La ciudad era un caos. Vehículos por todos lados, personas
corriendo sin rumbo alguno, bocinas, gritos, llantos, y hasta algunos disparos.
Sobre los edificios un cielo encapotado amenazando con caerse a pedazos sobre
las cabezas. En los balcones, la gente caminaba entre la duda de tirarse y
tropezarse. Definitivamente este fin de año era distinto a los anteriores. No
había papeles volando por el aire, ni fuegos de artificio sobre las estrellas.
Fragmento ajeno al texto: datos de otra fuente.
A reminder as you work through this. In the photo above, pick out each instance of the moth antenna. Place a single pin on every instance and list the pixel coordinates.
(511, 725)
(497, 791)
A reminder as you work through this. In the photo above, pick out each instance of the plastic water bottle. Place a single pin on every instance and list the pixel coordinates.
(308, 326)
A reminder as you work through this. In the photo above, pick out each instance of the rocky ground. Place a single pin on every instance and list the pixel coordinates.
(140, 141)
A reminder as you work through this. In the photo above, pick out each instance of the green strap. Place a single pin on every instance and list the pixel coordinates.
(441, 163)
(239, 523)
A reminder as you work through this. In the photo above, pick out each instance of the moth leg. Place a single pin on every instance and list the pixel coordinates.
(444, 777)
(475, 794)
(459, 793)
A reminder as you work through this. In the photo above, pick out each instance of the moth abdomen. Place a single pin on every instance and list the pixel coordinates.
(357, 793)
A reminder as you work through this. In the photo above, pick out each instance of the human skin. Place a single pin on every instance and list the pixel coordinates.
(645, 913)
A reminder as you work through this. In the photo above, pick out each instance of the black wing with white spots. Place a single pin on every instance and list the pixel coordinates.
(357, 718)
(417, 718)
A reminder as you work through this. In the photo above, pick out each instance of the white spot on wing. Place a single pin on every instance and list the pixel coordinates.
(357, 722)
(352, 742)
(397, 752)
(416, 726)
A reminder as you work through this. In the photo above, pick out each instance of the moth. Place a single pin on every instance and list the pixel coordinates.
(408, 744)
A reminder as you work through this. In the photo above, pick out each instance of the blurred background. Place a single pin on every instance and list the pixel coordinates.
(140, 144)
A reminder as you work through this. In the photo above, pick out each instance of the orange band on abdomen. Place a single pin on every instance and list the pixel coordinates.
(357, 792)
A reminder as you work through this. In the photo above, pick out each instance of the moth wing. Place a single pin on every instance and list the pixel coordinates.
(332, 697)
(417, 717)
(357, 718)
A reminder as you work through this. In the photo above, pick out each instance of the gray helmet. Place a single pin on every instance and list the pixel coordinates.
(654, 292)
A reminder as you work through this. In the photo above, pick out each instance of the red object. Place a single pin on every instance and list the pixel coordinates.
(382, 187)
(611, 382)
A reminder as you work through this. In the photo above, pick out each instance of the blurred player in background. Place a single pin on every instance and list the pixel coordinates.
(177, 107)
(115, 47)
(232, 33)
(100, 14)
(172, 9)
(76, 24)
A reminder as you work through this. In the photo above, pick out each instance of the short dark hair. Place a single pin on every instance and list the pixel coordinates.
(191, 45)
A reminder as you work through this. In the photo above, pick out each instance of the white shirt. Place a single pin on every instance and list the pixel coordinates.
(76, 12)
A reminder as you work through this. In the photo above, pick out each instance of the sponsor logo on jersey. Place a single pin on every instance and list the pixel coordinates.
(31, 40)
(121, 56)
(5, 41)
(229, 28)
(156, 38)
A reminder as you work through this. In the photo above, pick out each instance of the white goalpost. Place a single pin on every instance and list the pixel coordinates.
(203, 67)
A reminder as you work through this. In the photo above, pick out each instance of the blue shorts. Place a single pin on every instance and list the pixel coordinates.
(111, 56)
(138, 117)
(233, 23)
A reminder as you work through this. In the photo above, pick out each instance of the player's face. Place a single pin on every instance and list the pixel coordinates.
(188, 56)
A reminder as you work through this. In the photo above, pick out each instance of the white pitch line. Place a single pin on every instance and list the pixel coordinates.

Este 31 de diciembre, el miedo se había infundido por toda la urbe. La razón, o
la falta de ella, esta vez era mayor a cualquier otra antes pensada. Se
acercaba el fin, el día del juicio final. La profecía maya tan temida por
nosotros los simples mortales se olía cada vez más cerca.
La locura corría como
reguero de pólvora e iba contagiando hasta los más escépticos. Ya no quedaba ni
un gramo de cordura, y si alguno estuviera escondido lejos de nuestro alcance,
se disipó ante el primer rugir del cielo que por unos segundos hizo estremecer
todo el pavimento y todos los corazones. Tanto, que algunos no aguantaron el
estruendo y detuvieron su latir. Este primer trueno dio el puntapié inicial a
la orquesta de luces y ruidos que comenzaron a bajar sobre las cabezas. El caos
era total. Ahora no solo caían truenos, rayos y agua desde arriba sino miles de
cuerpos que chocaban contra otros cuerpos o contra los autos o simplemente se
estrellaban contra el asfalto. La sangre corría desbocada hasta llegar al río y
los vidrios sobre el piso reflejaban la muerte y el desenfreno. No se
encontraba ningún ser humano manteniendo la calma. Ni en las iglesias, donde se
suponía que este fin los llevaría al paraíso tan anhelado podíamos encontrar
serenidad. Ni en los hospitales los enfermos terminales aguardaban el final
como si fuera algo esperable. Ni en los geriátricos los ancianos lograban
conciliar la sagrada siesta diaria. Nadie estaba exento esta vez, nadie quedaba
del otro lado, todos eran parte de esta locura, de este final, de este
apocalipsis.
Mientras más se acercaba la medianoche, más fuerte era la
tormenta, más sangre corría calle abajo y más corazones dejaban de temblar. A
pocos minutos de que se termine el día, y junto a este, todo a su alrededor,
eran pocas las personas que quedaban y el ruido comenzaba a apagarse y también la
vida, al menos la de los hombres. Ya no se encontraba rastro alguno de carne
humana desplazándose entre los escombros. Ya eran alimento de los buitres y de
los lobos, ya eran adornos en este escalofriante cuadro de la ciudad en
lágrimas.
Cuando el reloj marcó las doce, no se oyó ninguna copa chocar
con otra, no se sintió ningún abrazo fundirse, no se vieron dientes mostrando
sonrisas. El paisaje ahora era desolador, hasta los perros, ya saciados de
tanta carne humana habían dejado la ciudad. La tormenta había cesado aunque el
cielo seguía completo de un inmenso nubarrón, y los pocos relámpagos que
quedaban fotografiaban la desolada postal como registrando lo que el hombre
había logrado. La destrucción total.
A la mañana siguiente el sol asomaba en el horizonte. Comenzaba
un nuevo día, un nuevo año, el 2013. El día duró veinticuatro horas, y el
siguiente también. El sol continuó saliendo y poniéndose, las nubes pasando, y
la lluvia cayendo. Había pasado lo peor. El hombre.